Certes, pour paraphraser l’adage, Richard Mille n’est pas à vendre, mais tout s’achète, pour peu que l’on y mette le prix. Ce prix, en l’occurrence, serait d’environ 300 millions d’euros, soit une valorisation de 2,5 à 3 fois les ventes attendues de la marque pour 2013, nous apprennent les Echos.

La marque Richard Mille existe depuis 2001. Fondamentalement en rupture sur tous les plans (technologique, esthétique, mais aussi en termes d’access price), ses garde-temps sont d’un luxe aussi ostentatoire qu’exigeant, ne se refusant aucune complication, notamment par le concours de l’ARP (Atelier Renaud & Papi) qui lui conçoit ses complications, au même titre que Vaucher. Marque à la progression fulgurante, Richard Mille a remodelé en profondeur le sillon de l’horlogerie moderne, voire futuriste, là où un Urwerk, par exemple, peinait à séduire les masses en raison de son austérité. Richard Mille, a l’inverse, a su séduire le grand public par une politique débridée d’ambassadeurs, tels Felipe Massa, Rafael Nadal ou plus récemment Sébastien Loeb.

L’exemple LVMH

Kering, pour sa part, possède déjà le joaillier Boucheron et la manufacture Girard-Perregaux, à la discrète mais réelle empreinte horlogère, mais aussi et surtout dotée d’une belle capacité manufacturière. Avec Richard Mille, Kering complèterait son portefeuille sur le segment du luxe ultra-technique, sans faire d’ombre à ses deux autres actifs. Bien vu.

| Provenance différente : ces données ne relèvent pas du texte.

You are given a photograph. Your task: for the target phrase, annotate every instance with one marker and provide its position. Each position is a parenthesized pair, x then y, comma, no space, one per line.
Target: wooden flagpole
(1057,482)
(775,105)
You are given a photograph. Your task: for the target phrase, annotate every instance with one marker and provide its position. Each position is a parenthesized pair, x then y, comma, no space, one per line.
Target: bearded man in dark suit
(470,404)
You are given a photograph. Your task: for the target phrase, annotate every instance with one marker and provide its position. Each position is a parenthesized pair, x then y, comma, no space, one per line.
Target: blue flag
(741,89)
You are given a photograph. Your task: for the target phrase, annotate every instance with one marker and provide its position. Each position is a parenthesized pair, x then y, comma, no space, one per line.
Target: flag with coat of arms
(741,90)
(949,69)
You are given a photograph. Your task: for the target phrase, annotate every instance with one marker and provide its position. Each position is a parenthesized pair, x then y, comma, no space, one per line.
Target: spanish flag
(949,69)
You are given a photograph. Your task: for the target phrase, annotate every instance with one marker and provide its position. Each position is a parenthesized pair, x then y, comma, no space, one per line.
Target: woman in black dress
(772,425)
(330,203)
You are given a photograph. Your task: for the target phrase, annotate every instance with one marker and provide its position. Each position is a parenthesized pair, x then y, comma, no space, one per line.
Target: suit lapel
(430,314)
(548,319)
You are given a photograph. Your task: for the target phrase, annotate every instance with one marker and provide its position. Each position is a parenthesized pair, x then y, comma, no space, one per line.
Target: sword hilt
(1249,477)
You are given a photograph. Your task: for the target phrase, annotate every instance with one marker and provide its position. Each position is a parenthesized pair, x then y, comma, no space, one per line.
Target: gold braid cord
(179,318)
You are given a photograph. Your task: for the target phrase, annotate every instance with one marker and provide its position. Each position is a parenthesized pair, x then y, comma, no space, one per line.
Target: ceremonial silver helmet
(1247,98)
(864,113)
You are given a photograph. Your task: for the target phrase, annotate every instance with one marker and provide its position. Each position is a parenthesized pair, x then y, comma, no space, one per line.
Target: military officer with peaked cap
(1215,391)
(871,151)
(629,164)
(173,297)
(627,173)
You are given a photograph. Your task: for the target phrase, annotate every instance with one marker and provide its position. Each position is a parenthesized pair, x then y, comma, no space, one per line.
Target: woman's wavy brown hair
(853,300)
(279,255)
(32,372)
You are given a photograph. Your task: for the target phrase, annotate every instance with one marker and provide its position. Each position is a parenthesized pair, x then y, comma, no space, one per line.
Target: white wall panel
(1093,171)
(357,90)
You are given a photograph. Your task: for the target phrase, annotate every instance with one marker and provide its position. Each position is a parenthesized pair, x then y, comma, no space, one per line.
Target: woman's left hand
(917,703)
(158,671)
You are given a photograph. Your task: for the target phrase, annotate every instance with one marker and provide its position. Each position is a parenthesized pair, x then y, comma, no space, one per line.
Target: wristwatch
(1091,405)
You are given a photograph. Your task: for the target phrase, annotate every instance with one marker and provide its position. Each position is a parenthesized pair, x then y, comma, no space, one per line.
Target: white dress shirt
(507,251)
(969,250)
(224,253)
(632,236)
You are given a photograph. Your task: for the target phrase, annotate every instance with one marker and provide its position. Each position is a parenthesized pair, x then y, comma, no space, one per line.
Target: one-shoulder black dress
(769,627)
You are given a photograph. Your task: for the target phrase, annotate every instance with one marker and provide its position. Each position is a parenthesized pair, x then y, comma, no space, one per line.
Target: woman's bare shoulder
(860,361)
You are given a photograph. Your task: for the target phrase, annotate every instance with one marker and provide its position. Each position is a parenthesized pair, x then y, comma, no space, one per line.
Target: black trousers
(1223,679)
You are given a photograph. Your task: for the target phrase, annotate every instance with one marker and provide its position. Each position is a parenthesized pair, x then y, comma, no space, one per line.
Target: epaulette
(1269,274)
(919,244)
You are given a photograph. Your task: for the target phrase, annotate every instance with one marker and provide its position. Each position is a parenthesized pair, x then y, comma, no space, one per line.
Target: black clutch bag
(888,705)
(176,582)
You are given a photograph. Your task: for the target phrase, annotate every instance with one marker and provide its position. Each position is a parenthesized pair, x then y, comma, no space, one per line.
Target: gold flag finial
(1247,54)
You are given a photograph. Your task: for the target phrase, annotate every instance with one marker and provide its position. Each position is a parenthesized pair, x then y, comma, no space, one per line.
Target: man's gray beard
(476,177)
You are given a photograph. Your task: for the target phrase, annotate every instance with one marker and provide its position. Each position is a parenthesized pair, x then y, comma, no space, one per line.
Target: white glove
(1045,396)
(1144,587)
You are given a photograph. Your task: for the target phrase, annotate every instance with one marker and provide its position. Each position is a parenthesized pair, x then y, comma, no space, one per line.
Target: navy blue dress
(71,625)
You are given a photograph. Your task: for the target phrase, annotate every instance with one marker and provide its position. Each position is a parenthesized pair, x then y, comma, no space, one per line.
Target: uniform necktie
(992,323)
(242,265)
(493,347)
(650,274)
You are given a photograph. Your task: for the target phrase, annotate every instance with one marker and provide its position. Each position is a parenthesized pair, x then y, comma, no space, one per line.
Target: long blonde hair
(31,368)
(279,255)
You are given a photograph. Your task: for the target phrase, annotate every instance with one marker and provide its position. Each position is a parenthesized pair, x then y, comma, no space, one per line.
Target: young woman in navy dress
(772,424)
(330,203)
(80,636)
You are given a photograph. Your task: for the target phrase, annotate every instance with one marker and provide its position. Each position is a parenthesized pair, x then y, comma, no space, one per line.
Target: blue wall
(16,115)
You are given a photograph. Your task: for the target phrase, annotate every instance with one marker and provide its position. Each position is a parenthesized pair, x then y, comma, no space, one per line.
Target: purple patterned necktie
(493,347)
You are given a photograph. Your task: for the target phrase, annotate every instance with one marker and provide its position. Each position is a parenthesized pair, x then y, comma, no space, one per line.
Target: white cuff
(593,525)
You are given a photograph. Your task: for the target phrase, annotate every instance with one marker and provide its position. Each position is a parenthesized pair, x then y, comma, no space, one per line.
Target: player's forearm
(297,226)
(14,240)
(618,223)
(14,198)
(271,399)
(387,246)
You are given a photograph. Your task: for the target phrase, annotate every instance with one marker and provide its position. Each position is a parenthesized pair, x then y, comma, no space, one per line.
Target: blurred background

C’est d’ailleurs le modèle de LVMH, qui possède un joaillier (Dior), une manufacture traditionnelle (Zenith), et une marque technique, TAG Heuer (laquelle a le double mérite, en plus, de séduire les masses avec ses modèles d’entrée de gamme).

Le rapprochement aurait donc du sens mais, évidemment, rien n’est fait. Richard Mille, l’homme, ne semble pas prêt à envisager une quelconque entrée au capitale, fut-elle majoritaire (51%) avant l’année prochaine.

La présidence de la marque sera bien entendu un élément clé : comme pour Hublot avec Jean-Claude Biver, Richard Mille, la marque, est fondamentalement, viscéralement, incarnée par Richard Mille, l’homme. Ce dernier a su agréger autour de lui parmi les meilleurs détaillants, à l’instar de Laurent Picciotto, partie prenante engagée chez Richard Mille dès les premiers prototypes. La relation intime qu’a noué les deux hommes, qu’ils n’hésitent pas à exposer, saurait-elle résister au départ de Richard Mille ? L’hypothèse ne semble pas envisagée, l’homme restant aux commandes de sa marque. Pour le moment.